ICC Jakarta – Syafaat adalah sebuah perbuatan yang bersifat keagamaan dan diyakini oleh mayoritas kaum Muslimin dan para pengikut agama samawi. Maksud dari syafa’at adalah bahwa pada hari kiamat para wali Allah dan sebagian barang yang mulia, seperti al-Qur’an– dengan syarat-syaratnya – dapat memberikan syafa’at terhadap para pendosa dan dapat menyelamatkan mereka dari siksaan neraka atau menjadi sebab pengangkatan derajat dan kedudukan mereka.
Syafa’at secara mutlak hanya milik Allah Swt dan tidak ada seorang pun yang dapat memberikan syafa’at tanpa seizin-Nya. Siapa saja yang diridhai oleh Allah dari sisi keimanannya akan diberikan izin untuk menjadi salah satu dari pemberi syafa’at guna mensyafa’ati orang yang layak mendapatkannya, seukuran dengan potensinya.
Di kalangan kaum Muslimin, kelompok Wahabi meyakini bahwa meminta syafa’at hanya kepada Allah Swt. Jika seseorang meminta syafa’at dari para pensyafa’at itu sendiri (apalagi setelah mereka meninggal dunia) hal itu adalah perbuatan yang syirik. Sementara keyakinan syafa’at di kalangan Syiah, memiliki kedudukan khusus
Syafa’at berasal dari kata sya-fa-‘a yang berarti menggabungkan atau mengaitkan sesuatu dengan selainnya. Dengan demikian, pemberi syafa’at disebut dengan syafi’, dimana dengan menggabungkan atau mengaitkan orang lain dengan dirinya, menyebabkan pengangkatan kekurangan dan keselamatannya.

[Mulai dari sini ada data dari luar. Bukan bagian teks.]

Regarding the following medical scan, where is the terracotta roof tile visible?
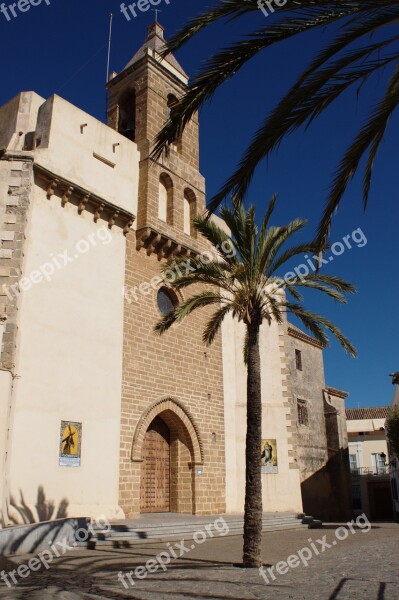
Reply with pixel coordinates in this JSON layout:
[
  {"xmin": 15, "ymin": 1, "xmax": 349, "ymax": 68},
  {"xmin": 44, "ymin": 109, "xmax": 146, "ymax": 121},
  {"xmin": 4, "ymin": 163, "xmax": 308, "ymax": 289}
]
[{"xmin": 345, "ymin": 406, "xmax": 389, "ymax": 421}]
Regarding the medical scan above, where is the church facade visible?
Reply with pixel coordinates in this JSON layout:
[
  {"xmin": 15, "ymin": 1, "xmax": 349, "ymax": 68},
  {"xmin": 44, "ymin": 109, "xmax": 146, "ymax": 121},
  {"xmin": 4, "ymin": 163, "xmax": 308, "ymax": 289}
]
[{"xmin": 0, "ymin": 23, "xmax": 349, "ymax": 525}]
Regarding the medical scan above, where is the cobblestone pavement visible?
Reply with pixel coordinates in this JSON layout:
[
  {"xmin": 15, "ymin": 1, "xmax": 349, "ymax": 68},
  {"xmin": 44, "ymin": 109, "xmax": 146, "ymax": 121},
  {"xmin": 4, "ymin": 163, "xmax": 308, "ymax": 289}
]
[{"xmin": 0, "ymin": 523, "xmax": 399, "ymax": 600}]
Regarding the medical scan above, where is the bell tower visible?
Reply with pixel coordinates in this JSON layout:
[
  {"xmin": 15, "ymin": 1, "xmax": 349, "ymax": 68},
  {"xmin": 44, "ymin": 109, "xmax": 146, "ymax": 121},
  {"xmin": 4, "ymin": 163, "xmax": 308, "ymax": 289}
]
[{"xmin": 108, "ymin": 22, "xmax": 205, "ymax": 251}]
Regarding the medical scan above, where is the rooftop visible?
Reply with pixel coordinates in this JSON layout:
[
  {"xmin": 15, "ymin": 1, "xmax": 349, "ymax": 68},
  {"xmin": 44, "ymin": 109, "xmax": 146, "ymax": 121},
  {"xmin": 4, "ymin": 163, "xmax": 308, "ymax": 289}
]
[{"xmin": 345, "ymin": 406, "xmax": 389, "ymax": 421}]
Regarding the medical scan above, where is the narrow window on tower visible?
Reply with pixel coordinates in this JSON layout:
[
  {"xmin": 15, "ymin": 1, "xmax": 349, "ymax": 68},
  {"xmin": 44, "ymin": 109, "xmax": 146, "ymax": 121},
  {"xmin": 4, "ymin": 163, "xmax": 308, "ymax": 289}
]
[
  {"xmin": 167, "ymin": 94, "xmax": 182, "ymax": 152},
  {"xmin": 158, "ymin": 173, "xmax": 173, "ymax": 225},
  {"xmin": 118, "ymin": 91, "xmax": 136, "ymax": 142},
  {"xmin": 183, "ymin": 188, "xmax": 197, "ymax": 237},
  {"xmin": 295, "ymin": 350, "xmax": 302, "ymax": 371},
  {"xmin": 297, "ymin": 398, "xmax": 309, "ymax": 426}
]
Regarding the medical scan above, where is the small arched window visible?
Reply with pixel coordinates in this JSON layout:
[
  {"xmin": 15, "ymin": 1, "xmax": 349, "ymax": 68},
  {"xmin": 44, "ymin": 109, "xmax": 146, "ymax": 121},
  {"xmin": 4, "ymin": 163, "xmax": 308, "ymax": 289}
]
[
  {"xmin": 157, "ymin": 287, "xmax": 179, "ymax": 315},
  {"xmin": 183, "ymin": 188, "xmax": 197, "ymax": 237},
  {"xmin": 167, "ymin": 94, "xmax": 182, "ymax": 152},
  {"xmin": 118, "ymin": 90, "xmax": 136, "ymax": 142},
  {"xmin": 158, "ymin": 173, "xmax": 173, "ymax": 225}
]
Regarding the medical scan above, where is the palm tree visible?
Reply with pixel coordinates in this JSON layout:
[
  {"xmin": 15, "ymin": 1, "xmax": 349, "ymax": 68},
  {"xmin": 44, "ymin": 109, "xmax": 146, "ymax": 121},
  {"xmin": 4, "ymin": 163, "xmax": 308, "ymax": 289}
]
[
  {"xmin": 155, "ymin": 197, "xmax": 356, "ymax": 567},
  {"xmin": 153, "ymin": 0, "xmax": 399, "ymax": 247}
]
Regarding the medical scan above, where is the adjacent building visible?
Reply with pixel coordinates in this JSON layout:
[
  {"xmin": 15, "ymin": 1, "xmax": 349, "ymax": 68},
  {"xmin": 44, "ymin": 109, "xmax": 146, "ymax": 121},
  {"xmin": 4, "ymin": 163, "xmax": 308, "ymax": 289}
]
[{"xmin": 346, "ymin": 406, "xmax": 392, "ymax": 520}]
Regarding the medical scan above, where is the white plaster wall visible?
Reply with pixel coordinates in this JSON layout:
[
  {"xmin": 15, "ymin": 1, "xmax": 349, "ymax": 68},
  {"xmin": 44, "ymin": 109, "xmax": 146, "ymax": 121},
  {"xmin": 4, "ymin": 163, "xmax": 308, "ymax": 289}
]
[
  {"xmin": 0, "ymin": 360, "xmax": 12, "ymax": 528},
  {"xmin": 35, "ymin": 96, "xmax": 140, "ymax": 215},
  {"xmin": 9, "ymin": 187, "xmax": 125, "ymax": 518},
  {"xmin": 0, "ymin": 92, "xmax": 45, "ymax": 150},
  {"xmin": 222, "ymin": 317, "xmax": 302, "ymax": 513}
]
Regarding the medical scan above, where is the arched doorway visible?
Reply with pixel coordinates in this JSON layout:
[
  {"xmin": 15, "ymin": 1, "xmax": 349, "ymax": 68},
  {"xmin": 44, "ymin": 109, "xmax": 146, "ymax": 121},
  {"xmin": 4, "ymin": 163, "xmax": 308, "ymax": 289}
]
[{"xmin": 140, "ymin": 417, "xmax": 170, "ymax": 513}]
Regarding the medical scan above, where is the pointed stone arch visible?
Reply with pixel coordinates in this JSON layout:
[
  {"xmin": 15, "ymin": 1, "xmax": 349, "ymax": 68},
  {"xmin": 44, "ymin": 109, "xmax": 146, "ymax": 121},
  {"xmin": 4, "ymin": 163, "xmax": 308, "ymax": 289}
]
[{"xmin": 131, "ymin": 398, "xmax": 204, "ymax": 465}]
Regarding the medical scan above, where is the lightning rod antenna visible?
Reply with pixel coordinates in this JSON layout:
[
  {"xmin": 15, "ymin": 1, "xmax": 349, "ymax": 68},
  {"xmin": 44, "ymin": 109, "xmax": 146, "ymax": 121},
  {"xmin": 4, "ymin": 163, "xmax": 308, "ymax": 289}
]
[{"xmin": 105, "ymin": 13, "xmax": 114, "ymax": 83}]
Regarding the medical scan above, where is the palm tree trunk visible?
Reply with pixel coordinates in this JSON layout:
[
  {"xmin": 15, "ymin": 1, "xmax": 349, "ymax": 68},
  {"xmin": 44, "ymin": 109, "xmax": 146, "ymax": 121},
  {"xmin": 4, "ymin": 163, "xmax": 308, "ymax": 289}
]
[{"xmin": 243, "ymin": 322, "xmax": 262, "ymax": 567}]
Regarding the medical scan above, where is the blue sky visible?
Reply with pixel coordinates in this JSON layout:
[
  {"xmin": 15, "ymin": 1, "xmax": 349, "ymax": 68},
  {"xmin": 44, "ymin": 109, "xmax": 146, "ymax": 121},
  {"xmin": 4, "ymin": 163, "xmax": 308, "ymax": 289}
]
[{"xmin": 0, "ymin": 0, "xmax": 399, "ymax": 407}]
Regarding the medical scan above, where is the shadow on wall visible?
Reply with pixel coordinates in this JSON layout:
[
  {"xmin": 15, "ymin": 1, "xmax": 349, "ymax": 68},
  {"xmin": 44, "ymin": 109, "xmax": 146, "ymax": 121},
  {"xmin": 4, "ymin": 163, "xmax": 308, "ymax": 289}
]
[
  {"xmin": 301, "ymin": 448, "xmax": 352, "ymax": 522},
  {"xmin": 0, "ymin": 486, "xmax": 90, "ymax": 556},
  {"xmin": 9, "ymin": 485, "xmax": 69, "ymax": 525}
]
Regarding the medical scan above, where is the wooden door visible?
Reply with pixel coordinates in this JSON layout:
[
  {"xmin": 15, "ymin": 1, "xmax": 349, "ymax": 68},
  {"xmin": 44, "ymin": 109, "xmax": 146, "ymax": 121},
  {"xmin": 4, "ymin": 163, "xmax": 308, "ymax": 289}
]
[{"xmin": 140, "ymin": 417, "xmax": 170, "ymax": 513}]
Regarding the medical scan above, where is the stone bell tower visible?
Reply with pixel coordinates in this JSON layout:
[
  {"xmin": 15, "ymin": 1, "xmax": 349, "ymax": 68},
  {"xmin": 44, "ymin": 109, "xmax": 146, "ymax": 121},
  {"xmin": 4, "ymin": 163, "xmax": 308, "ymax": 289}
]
[
  {"xmin": 108, "ymin": 22, "xmax": 205, "ymax": 255},
  {"xmin": 108, "ymin": 23, "xmax": 226, "ymax": 516}
]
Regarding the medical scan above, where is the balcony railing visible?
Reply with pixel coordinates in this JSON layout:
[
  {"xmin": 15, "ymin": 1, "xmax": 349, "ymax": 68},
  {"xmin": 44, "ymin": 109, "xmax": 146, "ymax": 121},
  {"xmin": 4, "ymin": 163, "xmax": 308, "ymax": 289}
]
[{"xmin": 351, "ymin": 465, "xmax": 389, "ymax": 477}]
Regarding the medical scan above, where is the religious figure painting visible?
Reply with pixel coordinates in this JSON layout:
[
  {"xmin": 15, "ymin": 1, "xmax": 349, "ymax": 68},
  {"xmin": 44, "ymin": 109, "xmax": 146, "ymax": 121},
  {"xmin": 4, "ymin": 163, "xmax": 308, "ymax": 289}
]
[
  {"xmin": 260, "ymin": 439, "xmax": 278, "ymax": 473},
  {"xmin": 59, "ymin": 421, "xmax": 82, "ymax": 467}
]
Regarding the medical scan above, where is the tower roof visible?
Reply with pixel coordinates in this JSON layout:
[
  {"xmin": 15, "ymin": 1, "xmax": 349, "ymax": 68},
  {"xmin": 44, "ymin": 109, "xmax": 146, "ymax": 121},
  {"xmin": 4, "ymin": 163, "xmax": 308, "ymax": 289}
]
[{"xmin": 123, "ymin": 21, "xmax": 188, "ymax": 79}]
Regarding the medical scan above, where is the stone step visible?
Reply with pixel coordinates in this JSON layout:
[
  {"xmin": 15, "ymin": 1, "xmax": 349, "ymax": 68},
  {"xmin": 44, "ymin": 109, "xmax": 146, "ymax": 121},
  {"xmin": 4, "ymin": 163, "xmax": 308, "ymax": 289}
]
[{"xmin": 73, "ymin": 513, "xmax": 322, "ymax": 548}]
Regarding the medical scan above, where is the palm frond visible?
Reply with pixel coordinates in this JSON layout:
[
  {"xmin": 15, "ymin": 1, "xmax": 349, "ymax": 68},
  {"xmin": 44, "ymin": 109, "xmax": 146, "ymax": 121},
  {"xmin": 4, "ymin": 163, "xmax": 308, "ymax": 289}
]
[{"xmin": 202, "ymin": 303, "xmax": 232, "ymax": 346}]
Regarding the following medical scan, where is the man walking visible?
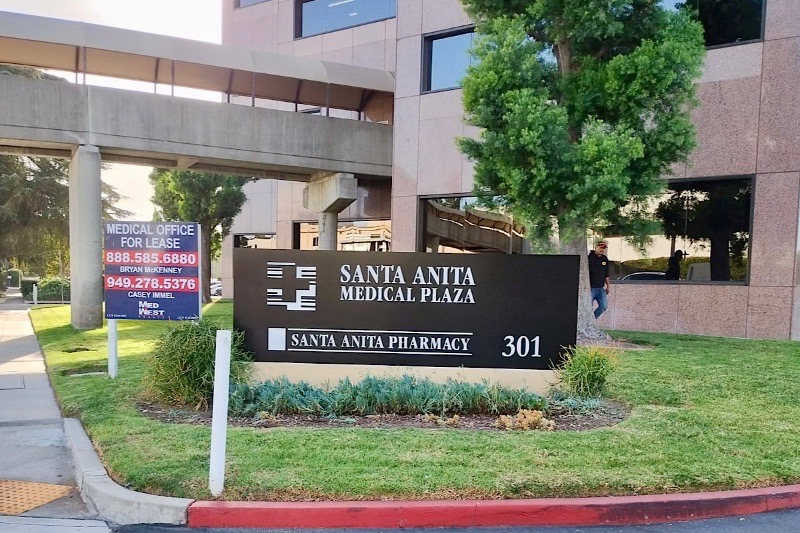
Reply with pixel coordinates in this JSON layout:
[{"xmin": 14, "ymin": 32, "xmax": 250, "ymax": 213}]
[{"xmin": 589, "ymin": 241, "xmax": 611, "ymax": 318}]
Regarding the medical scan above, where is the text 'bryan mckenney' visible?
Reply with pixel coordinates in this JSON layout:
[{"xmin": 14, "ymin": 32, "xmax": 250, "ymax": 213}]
[{"xmin": 268, "ymin": 328, "xmax": 473, "ymax": 355}]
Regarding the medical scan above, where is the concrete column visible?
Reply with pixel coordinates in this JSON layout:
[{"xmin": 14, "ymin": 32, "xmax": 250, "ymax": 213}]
[
  {"xmin": 69, "ymin": 146, "xmax": 103, "ymax": 329},
  {"xmin": 317, "ymin": 211, "xmax": 339, "ymax": 250},
  {"xmin": 303, "ymin": 173, "xmax": 358, "ymax": 250}
]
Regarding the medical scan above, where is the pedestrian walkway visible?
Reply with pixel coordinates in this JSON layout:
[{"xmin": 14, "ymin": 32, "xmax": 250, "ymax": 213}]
[{"xmin": 0, "ymin": 289, "xmax": 110, "ymax": 533}]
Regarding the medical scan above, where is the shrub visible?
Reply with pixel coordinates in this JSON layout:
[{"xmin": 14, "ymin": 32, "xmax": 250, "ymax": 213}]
[
  {"xmin": 19, "ymin": 279, "xmax": 39, "ymax": 300},
  {"xmin": 494, "ymin": 409, "xmax": 556, "ymax": 431},
  {"xmin": 555, "ymin": 346, "xmax": 619, "ymax": 398},
  {"xmin": 4, "ymin": 268, "xmax": 22, "ymax": 287},
  {"xmin": 229, "ymin": 375, "xmax": 547, "ymax": 418},
  {"xmin": 37, "ymin": 278, "xmax": 70, "ymax": 302},
  {"xmin": 20, "ymin": 278, "xmax": 70, "ymax": 302},
  {"xmin": 144, "ymin": 318, "xmax": 251, "ymax": 409}
]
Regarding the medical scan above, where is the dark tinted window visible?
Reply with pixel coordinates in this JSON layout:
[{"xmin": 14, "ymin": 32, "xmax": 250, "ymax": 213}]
[
  {"xmin": 421, "ymin": 196, "xmax": 525, "ymax": 254},
  {"xmin": 601, "ymin": 177, "xmax": 752, "ymax": 282},
  {"xmin": 296, "ymin": 0, "xmax": 397, "ymax": 37},
  {"xmin": 423, "ymin": 29, "xmax": 475, "ymax": 91},
  {"xmin": 236, "ymin": 0, "xmax": 267, "ymax": 7},
  {"xmin": 661, "ymin": 0, "xmax": 764, "ymax": 46}
]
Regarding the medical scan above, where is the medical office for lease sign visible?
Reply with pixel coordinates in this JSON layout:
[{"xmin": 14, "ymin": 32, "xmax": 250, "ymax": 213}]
[
  {"xmin": 103, "ymin": 222, "xmax": 200, "ymax": 320},
  {"xmin": 233, "ymin": 248, "xmax": 579, "ymax": 370}
]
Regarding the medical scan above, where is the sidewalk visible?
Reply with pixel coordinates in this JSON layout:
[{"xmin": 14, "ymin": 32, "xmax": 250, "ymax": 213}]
[
  {"xmin": 0, "ymin": 289, "xmax": 110, "ymax": 532},
  {"xmin": 0, "ymin": 288, "xmax": 800, "ymax": 533}
]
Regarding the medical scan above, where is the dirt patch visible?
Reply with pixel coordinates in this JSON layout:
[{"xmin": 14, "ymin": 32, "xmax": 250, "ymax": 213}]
[{"xmin": 137, "ymin": 400, "xmax": 630, "ymax": 431}]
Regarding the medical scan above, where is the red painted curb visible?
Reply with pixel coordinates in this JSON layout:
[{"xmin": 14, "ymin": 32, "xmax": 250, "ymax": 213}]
[{"xmin": 187, "ymin": 485, "xmax": 800, "ymax": 529}]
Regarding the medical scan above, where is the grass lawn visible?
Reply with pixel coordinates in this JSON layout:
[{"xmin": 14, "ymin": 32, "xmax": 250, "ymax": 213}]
[{"xmin": 31, "ymin": 302, "xmax": 800, "ymax": 500}]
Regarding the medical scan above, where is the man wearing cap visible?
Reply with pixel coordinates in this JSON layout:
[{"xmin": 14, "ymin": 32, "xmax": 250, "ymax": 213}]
[{"xmin": 589, "ymin": 241, "xmax": 611, "ymax": 318}]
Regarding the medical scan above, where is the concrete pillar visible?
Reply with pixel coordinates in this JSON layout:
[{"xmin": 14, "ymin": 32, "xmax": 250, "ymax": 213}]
[
  {"xmin": 303, "ymin": 173, "xmax": 358, "ymax": 250},
  {"xmin": 69, "ymin": 146, "xmax": 103, "ymax": 329}
]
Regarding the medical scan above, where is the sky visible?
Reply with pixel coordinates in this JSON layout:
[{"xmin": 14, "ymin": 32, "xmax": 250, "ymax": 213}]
[{"xmin": 0, "ymin": 0, "xmax": 222, "ymax": 220}]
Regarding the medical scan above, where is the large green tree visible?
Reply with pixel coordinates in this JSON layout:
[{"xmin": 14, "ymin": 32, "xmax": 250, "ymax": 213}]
[
  {"xmin": 0, "ymin": 156, "xmax": 130, "ymax": 276},
  {"xmin": 656, "ymin": 179, "xmax": 752, "ymax": 281},
  {"xmin": 150, "ymin": 169, "xmax": 251, "ymax": 302},
  {"xmin": 459, "ymin": 0, "xmax": 704, "ymax": 339}
]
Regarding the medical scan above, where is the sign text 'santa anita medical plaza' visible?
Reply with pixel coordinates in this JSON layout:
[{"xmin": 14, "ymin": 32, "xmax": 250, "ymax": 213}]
[
  {"xmin": 233, "ymin": 248, "xmax": 579, "ymax": 369},
  {"xmin": 103, "ymin": 222, "xmax": 200, "ymax": 320}
]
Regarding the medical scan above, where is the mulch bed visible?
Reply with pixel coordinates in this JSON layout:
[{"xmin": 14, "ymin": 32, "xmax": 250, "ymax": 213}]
[{"xmin": 137, "ymin": 400, "xmax": 630, "ymax": 431}]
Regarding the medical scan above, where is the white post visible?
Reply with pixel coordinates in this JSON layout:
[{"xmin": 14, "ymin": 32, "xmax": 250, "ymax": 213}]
[
  {"xmin": 208, "ymin": 330, "xmax": 231, "ymax": 497},
  {"xmin": 108, "ymin": 318, "xmax": 119, "ymax": 379}
]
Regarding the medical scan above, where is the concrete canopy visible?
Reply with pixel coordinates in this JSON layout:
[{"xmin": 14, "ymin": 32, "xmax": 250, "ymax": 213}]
[{"xmin": 0, "ymin": 12, "xmax": 395, "ymax": 111}]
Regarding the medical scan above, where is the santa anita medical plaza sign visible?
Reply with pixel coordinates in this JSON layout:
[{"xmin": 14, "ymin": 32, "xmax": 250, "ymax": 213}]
[{"xmin": 233, "ymin": 248, "xmax": 579, "ymax": 370}]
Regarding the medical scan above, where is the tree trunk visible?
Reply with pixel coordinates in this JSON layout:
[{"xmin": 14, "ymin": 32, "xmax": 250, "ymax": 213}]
[
  {"xmin": 559, "ymin": 230, "xmax": 609, "ymax": 344},
  {"xmin": 200, "ymin": 224, "xmax": 213, "ymax": 304}
]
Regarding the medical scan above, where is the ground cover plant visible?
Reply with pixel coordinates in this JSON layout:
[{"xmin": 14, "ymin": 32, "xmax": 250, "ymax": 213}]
[
  {"xmin": 31, "ymin": 302, "xmax": 800, "ymax": 500},
  {"xmin": 229, "ymin": 375, "xmax": 547, "ymax": 417}
]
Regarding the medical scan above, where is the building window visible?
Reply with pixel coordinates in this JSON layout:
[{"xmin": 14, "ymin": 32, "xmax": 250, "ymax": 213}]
[
  {"xmin": 421, "ymin": 196, "xmax": 527, "ymax": 254},
  {"xmin": 294, "ymin": 220, "xmax": 392, "ymax": 252},
  {"xmin": 422, "ymin": 28, "xmax": 475, "ymax": 92},
  {"xmin": 233, "ymin": 233, "xmax": 278, "ymax": 250},
  {"xmin": 295, "ymin": 0, "xmax": 397, "ymax": 38},
  {"xmin": 595, "ymin": 177, "xmax": 753, "ymax": 283},
  {"xmin": 236, "ymin": 0, "xmax": 267, "ymax": 8},
  {"xmin": 661, "ymin": 0, "xmax": 765, "ymax": 46}
]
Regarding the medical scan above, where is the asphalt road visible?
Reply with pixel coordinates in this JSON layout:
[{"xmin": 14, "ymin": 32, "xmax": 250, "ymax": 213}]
[{"xmin": 114, "ymin": 509, "xmax": 800, "ymax": 533}]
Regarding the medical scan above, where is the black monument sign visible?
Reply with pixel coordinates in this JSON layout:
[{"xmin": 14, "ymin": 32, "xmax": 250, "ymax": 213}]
[{"xmin": 233, "ymin": 248, "xmax": 579, "ymax": 370}]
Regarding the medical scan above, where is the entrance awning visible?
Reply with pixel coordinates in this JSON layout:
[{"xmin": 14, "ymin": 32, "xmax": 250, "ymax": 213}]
[{"xmin": 0, "ymin": 11, "xmax": 395, "ymax": 111}]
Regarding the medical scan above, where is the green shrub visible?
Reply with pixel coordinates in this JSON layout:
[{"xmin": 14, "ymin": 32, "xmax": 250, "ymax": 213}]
[
  {"xmin": 229, "ymin": 375, "xmax": 547, "ymax": 416},
  {"xmin": 555, "ymin": 346, "xmax": 619, "ymax": 398},
  {"xmin": 4, "ymin": 268, "xmax": 22, "ymax": 287},
  {"xmin": 20, "ymin": 278, "xmax": 70, "ymax": 302},
  {"xmin": 37, "ymin": 278, "xmax": 70, "ymax": 302},
  {"xmin": 619, "ymin": 256, "xmax": 747, "ymax": 281},
  {"xmin": 144, "ymin": 318, "xmax": 251, "ymax": 409}
]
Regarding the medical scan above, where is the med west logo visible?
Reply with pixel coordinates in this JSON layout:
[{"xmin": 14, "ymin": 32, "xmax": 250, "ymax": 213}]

Syafa’at secara istilah yakni intermediasi atau perantara seorang makhluk, antara Allah dan makhluk lainnya, dalam menyampaikan kebaikan atau menolak keburukan, baik di dunia maupun di akhirat. Syafa’at berarti menciptakan perubahan dalam diri pendosa, dimana seolah-olah meniadakan kelayakan balasan terhadapnya dan mengeluarkannya dari hukum siksaan. Sebagaimana taubat yang mengeluarkan manusia pendosa dari kelayakan siksaan dan berhak mendapatkan ampunan Allah Swt,
Syafa’at yang diberikan oleh Rasulullah secara gamblang sangat ditekankan dalam al-Qur’an dan kaum muslimin tidak berselisih tentang pokok adanya syafa’at. Perbedaan pendapat hanya terjadi dalam masalah hukum dan kedudukannya saja. Misalnya dalam ayat,
Ayat-ayatal-Quran terkait syafa’at dapat dikelompokkan menjadi beberapa bagian. Sebagian ayat menafikan syafa’at pada hari kiamat secara mutlak (QS Al-Baqarah: 254), sebagian menyebutkan syafa’at hanya diprioritaskan untuk Allah Swt semata (QS Al-Baqarah: 48 & 254) , sebagian lagi menyatakan bahwa syafa’at dengan syarat izin dan perintah Allah Swt (QS Al-Baqarah: 255; QS Saba: 23; QS Anbiya: 28) dan sebagian lainnya meniadakan dan mengecualikan syafa’at untuk sebagian orang.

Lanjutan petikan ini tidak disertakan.